Fleeting Crazy

I’m not a writer. I love to read. I love to write. But I am not a writer. I have friends who are amazing writers, and some of them are also amazing bloggers.  They can just see/hear/feel something and WRITE about it.  In a way that is in engaging, humorous, honest, and meaningful.  I tend to ramble.  I have realized that I put short bursts of thoughts down, but struggle with expanding on them without a defined end result.

Great.  Another blogger who can’t write.  Just what the internet needs, right? I know! I couldn’t agree more.  The reason I’m taking this leap is that, while I can’t churn out beautiful, deep, thought provoking prose on cue, I can talk to people about their concerns, issues, thoughts, etc. – what I call their “Crazy.”  I have always been a person my friends know that they can come to for honest, no-nonsense advice.  I have referred to myself as the “Crazy Wrangler” on more than one occasion when friends have come to me with their current Crazy and asked me to help them rein it in…or wrangle it.  I can do this; I love doing this.  I want to do this for you.

Therefore, this blog, my blog is at the mercy of you.  Yes YOU.  I can’t do this without you.  I need your questions, situations, drama…I need your Crazy.  I want to help you Own Your You.

We’ve all got a little bit of Crazy in us.  Some of us have a lot of Crazy in us.  It’s all ok.  It’s who we are.  It’s your Crazy that makes you YOU.  It’s your Crazy that makes you interesting.  Don’t be afraid of your Crazy.  Own it.  Thrive with it, in spite of it, or because of it…whatever makes sense for you.

Of course, every now and then, we experience a Fleeting Crazy – a situation that normally doesn’t affect us turns us into crazy, obsessive, over-thinking, over-reacting creatures that we don’t even recognize!  This kind of Crazy is ok, too.  It’s normal.  And I’m here to help you acknowledge it and work through it.

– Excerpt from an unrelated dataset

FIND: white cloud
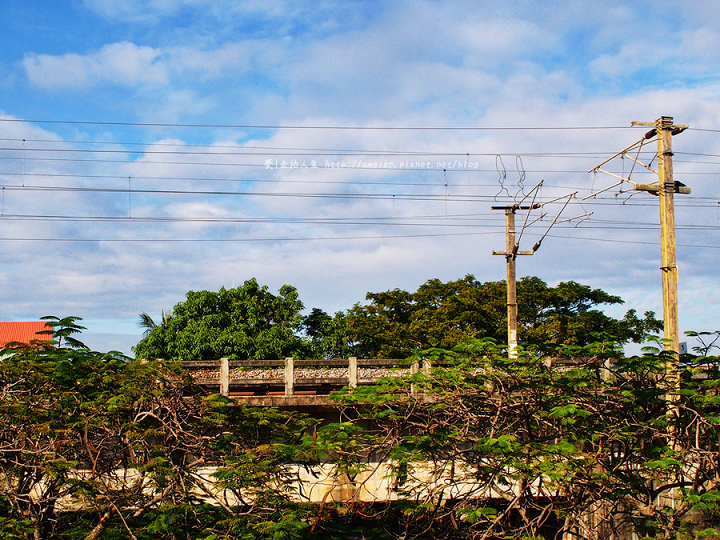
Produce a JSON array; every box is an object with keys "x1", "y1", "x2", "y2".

I had a bout of Fleeting Crazy recently.  I generally am fairly confident and try to be positive about things…except when I’m not.  I started comparing some of my work to that of some other talented, and more experienced, people.  Their work is amazing.  I was comparing and found myself severely lacking.  I was feeling very mopey and “woe-is-me” for the better part of a day.  I hate feeling that way.  I acknowledged it, but I could not get myself out of it.  I turned to two of my friends and just told them how I was feeling and why I was feeling that way.  I didn’t ask them to fix it, I didn’t ask them to make me feel better, and I certainly didn’t ask them to shower me with false compliments.  I just said this is what I’m feeling, and this is why.  And, being the amazing friends that they are, they knew exactly what to say.  They did not fill my head with flowery words and tell me that I’m the absolute best thing in the world and there is no one better – they were honest.  They told me they understood, they’ve felt that way before, and they gave me their honest feedback on my work (fortunately they do like my work, so that helped!) and it helped.  I felt better.  I am not “fixed,” I will still have moments of doubt, moments of harsh self-criticism, moments where I contemplating throwing in the towel.  But I know that’s my Fleeting Crazy, and I know if I need help getting through it, help is just a call or email away.

Oh, Crazy.  You do make life interesting.